In 1600, the year of his father's death, Watts cast for Evington in Leicestershire a bell bearing his own name and the shield with the device of three bells used by Francis Watts. The same device was borne by Northamptonshire and Bedfordshire bells made by a William Watts, and in 1450 by Richard Brayser of Norwich, to whom the original bell-founder Watts may have been apprenticed.

In 1611 Watts was admitted to the chapman's or merchant's guild; in 1620–1 he was elected chamberlain of the borough, and in 1633–4 Mayor of Leicester; he was paid the mayor's customary allowance of £3 6s 8d. A stately reception of Charles I and his queen on their progress in August 1634 took place in the year of Watts's mayoralty.

Thomas North (1830–1884), a bell historian, wrote in The Church Bells of Leicestershire (1876) that nearly 200 bells by Watts remained in the county. There were several complete rings admired for the beauty of their tone. The peal of ten bells for St. Margaret's, Leicester, was said by North to be the finest in England. Watts's favourite inscription: "J. H. S.: Nazareus: rex: Iudeorum: Fili: Dei: miserere: mei:" caused his bells to be called Watts's Nazarenes.

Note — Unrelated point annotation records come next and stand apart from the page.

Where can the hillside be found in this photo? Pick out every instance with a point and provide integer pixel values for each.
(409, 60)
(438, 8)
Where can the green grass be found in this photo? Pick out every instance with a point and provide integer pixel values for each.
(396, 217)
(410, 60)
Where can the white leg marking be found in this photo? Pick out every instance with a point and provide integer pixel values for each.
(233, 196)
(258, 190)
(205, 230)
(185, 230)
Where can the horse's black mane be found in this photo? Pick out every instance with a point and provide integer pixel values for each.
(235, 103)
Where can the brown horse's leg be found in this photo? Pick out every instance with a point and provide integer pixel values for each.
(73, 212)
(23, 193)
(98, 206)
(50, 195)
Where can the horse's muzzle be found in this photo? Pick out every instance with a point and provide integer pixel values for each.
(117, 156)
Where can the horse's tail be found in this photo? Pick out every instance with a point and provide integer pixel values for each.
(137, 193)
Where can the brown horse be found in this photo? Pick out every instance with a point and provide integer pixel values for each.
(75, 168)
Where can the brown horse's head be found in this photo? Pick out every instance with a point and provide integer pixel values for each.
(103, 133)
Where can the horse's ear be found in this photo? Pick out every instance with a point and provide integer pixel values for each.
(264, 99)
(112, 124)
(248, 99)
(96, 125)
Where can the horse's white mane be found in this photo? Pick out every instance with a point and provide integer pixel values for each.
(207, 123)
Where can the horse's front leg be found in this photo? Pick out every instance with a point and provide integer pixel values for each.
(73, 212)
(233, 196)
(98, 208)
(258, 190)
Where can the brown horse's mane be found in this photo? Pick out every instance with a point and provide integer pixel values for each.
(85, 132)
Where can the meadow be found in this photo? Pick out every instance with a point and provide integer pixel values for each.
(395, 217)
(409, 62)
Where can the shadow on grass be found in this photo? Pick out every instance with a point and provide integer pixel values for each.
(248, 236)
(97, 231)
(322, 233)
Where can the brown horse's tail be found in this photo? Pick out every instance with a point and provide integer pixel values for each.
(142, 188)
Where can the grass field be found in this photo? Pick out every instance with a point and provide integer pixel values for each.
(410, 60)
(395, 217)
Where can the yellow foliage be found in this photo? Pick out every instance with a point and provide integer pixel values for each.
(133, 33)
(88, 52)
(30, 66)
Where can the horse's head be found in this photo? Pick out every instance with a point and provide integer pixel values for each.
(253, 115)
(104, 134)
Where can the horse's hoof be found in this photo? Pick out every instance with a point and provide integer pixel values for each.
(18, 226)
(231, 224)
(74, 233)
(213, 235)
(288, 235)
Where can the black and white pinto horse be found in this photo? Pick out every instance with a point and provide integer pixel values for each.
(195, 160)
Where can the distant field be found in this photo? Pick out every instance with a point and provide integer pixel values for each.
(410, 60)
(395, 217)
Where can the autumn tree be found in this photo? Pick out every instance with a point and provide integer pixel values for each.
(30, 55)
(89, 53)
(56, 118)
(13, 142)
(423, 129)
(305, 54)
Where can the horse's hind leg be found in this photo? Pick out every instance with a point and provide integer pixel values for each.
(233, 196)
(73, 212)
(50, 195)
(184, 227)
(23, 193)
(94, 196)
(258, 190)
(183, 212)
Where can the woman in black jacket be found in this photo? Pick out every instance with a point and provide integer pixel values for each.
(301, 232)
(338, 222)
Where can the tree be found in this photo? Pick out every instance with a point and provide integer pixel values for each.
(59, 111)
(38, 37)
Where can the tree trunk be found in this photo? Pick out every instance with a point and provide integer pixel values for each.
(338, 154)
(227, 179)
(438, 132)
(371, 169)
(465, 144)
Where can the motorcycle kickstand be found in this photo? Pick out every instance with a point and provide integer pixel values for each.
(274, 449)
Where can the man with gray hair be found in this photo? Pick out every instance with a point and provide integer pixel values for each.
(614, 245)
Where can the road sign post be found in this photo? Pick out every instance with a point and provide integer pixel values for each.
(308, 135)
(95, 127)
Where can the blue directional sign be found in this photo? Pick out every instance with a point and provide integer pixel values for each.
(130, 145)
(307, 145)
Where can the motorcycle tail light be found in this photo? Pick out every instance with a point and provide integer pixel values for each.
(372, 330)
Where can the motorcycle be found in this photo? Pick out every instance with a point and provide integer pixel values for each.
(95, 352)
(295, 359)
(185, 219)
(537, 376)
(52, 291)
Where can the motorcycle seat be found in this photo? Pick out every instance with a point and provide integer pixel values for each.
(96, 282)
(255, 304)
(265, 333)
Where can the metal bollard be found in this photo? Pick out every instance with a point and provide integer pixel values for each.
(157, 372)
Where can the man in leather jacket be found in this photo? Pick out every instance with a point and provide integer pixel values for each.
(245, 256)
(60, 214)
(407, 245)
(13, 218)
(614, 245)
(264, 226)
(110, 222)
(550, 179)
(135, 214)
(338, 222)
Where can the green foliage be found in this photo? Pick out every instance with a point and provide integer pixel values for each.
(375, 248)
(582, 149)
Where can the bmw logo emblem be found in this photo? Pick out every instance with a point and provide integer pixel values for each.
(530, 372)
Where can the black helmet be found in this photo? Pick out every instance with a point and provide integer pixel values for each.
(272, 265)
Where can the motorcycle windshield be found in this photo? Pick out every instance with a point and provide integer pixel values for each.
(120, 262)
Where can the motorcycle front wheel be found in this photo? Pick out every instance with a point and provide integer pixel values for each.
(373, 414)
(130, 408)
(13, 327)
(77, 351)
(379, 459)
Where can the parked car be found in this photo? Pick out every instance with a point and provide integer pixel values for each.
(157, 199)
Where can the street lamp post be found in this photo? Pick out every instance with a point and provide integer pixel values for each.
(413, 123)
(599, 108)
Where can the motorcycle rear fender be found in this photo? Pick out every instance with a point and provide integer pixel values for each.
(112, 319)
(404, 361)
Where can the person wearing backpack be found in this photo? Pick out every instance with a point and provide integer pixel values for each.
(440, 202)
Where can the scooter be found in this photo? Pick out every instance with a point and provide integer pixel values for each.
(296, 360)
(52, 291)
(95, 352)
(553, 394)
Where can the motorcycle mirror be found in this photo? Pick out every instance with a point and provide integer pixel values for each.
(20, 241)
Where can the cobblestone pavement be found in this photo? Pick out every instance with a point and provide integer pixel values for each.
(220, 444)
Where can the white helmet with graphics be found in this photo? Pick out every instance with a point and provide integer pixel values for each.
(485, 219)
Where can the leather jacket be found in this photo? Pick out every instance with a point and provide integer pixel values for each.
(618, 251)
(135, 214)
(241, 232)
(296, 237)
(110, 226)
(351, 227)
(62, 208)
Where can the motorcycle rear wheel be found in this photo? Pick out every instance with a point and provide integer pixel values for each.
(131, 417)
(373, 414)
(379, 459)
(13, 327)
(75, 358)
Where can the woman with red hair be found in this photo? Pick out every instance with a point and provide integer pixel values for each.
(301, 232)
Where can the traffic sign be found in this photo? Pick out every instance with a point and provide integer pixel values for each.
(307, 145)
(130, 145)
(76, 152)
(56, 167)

He worked the bellfoundry of Leicester until his death, at the age of sixty, in February or March 1642–3, and was buried in St. Mary's Church, Leicester. Shortly after the death of Watts the business was wound up and partly taken over by Nottingham founders. Watts's son, also named Hugh (1611–1656), to whom the bell metal and bellfounding appliances were bequeathed, married a daughter of Sir Thomas Burton of Stockerston.